CASTEL FRENTANO. È ricoverato in preoccupanti condizioni all’ospedale di Pescara, N.N., cinquantenne residente in paese, schiacciato dalla sua macchina, una Fiat Bravo. L’incidente è successo ieri verso le 8.15 all’uscita del parcheggio di corso Roma, di fronte ai portici comunali. Per poco la figlia, che frequenta le scuole elementari, non ha assistito al ferimento del padre. Sulla dinamica dell’episodio indagano i carabinieri della locale stazione. I medici del servizio 118, giunto da Lanciano, considerata la compromissione del quadro sintomatologico, hanno deciso di allertare l’elisoccorso del 118 e il trasferimento a Pescara. Il ferito ha riportato un trauma toraco-addominale, oltre che escoriazioni in diverse parti del corpo e lesioni agli arti.

Si allunga quindi la scia degli incidenti dovuti a questo tipo di dinamica. In casi questi questi sarebbe meglio lasciare che la macchina prosegua la sua corsa senza cercare di arrestarla. N.N., di origini albanesi, operaio in Val di Sangro, vive con moglie e due figli, da diversi anni a Castel Frentano; la famiglia è ben integrata nel tessuto sociale tanto che l’incidente ha destato emozione in paese e sui social network. Per uscire dal parcheggio di corso Roma bisogna percorrere una breve bretella in salita. N.N. ha caricato in macchina la figlia per accompagnarla a scuola, ultimi giorni prima delle vacanze. All’apice della salita, il cinquantenne ha fermato la macchina, lasciandola con il motore acceso e fatto scendere la figlia che è andata in un vicino bar per acquistare una merendina. Che cosa sia successo da questo punto in poi, non è ben chiaro. È certo che N.N. è sceso dalla macchina, pare per prendere o spostare una busta dell’immondizia; la Bravo si è sfrenata e ha investito l’uomo, che forse ha tentato di fermarne la corsa, a metà discesa. Il peso della macchina ha avuto la meglio sulla resistenza opposta dall’uomo che, considerate anche le ferite e lo stato degli abiti, è stato trascinato sull’asfalto per alcuni metri.

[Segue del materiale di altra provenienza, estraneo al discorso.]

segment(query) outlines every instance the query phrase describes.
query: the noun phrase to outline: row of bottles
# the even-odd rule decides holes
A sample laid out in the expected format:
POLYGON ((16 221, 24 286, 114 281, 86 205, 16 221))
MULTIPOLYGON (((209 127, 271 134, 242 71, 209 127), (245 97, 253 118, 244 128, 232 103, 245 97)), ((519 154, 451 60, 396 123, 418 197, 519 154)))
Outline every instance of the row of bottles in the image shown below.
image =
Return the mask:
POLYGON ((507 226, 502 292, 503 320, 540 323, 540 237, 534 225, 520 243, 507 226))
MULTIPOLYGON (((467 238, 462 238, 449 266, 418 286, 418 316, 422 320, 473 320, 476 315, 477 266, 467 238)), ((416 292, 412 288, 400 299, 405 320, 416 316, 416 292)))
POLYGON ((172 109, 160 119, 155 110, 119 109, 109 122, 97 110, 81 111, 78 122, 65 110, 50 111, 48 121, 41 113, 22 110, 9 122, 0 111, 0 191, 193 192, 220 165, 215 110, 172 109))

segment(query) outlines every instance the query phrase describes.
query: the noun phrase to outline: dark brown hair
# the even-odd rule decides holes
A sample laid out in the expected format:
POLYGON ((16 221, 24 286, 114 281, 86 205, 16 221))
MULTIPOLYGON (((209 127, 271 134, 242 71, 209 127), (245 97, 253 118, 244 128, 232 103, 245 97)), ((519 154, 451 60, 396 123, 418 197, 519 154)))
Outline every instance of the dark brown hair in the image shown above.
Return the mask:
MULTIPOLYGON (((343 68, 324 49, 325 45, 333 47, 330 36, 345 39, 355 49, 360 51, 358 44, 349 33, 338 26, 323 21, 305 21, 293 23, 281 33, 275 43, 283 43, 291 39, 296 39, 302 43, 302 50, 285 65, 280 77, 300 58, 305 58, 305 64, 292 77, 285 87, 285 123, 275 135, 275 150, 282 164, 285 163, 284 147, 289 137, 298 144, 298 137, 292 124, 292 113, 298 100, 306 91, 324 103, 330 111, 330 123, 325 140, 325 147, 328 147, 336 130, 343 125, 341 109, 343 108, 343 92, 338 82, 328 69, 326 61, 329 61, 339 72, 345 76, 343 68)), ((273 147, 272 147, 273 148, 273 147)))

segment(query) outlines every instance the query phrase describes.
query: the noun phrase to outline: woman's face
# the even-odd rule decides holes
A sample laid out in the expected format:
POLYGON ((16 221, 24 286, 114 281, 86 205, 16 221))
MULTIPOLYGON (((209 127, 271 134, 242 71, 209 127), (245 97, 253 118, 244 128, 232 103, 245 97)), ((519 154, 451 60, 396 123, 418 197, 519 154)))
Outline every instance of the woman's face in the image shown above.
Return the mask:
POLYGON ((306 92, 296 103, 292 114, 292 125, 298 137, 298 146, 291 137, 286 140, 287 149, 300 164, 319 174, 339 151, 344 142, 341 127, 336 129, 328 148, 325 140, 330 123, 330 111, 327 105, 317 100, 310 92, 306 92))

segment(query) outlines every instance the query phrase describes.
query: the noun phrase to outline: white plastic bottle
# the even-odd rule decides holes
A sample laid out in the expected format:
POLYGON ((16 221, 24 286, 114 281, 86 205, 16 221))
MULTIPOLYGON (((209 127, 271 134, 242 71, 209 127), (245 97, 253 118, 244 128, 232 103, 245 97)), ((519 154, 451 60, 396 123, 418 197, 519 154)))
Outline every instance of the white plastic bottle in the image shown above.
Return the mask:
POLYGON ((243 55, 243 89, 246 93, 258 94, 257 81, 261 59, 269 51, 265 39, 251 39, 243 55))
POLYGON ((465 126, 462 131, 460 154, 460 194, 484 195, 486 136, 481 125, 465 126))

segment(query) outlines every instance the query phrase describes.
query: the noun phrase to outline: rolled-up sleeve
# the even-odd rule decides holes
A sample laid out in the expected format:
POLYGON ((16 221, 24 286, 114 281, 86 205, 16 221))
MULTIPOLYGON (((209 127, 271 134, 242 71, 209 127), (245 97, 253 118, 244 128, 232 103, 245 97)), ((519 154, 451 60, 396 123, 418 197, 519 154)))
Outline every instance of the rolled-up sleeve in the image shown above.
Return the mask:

La Bravo ha terminato la sua corsa contro un’altra vettura parcheggiata poco oltre. Il ferito è rimasto disteso a terra, le sue condizioni sono apparse subito gravi, le urla hanno richiamato l’attenzione sia dei clienti del bar sia di alcuni negozi nelle vicinanze. La figlia, con le merendine in mano, ha trovato il padre disteso a terra, ferito, con gli abiti lacerati così come ampi tratti della cute delle gambe e del dorso. La moglie e l’altro figlio sono accorsi subito in strada, la loro casa è a un paio di metri dal luogo dell’incidente, cingendo a sé la figlia e facendo corona in modo composto al loro congiunto. N.N. non ha perso mai conoscenza, non riusciva a spostarsi, oltre che a raccontare come siano andati i fatti. I medici , dopo averlo stabilizzato lo hanno trasportato al campo sportivo di via Olimpia dove era atteso dall'elisoccorso.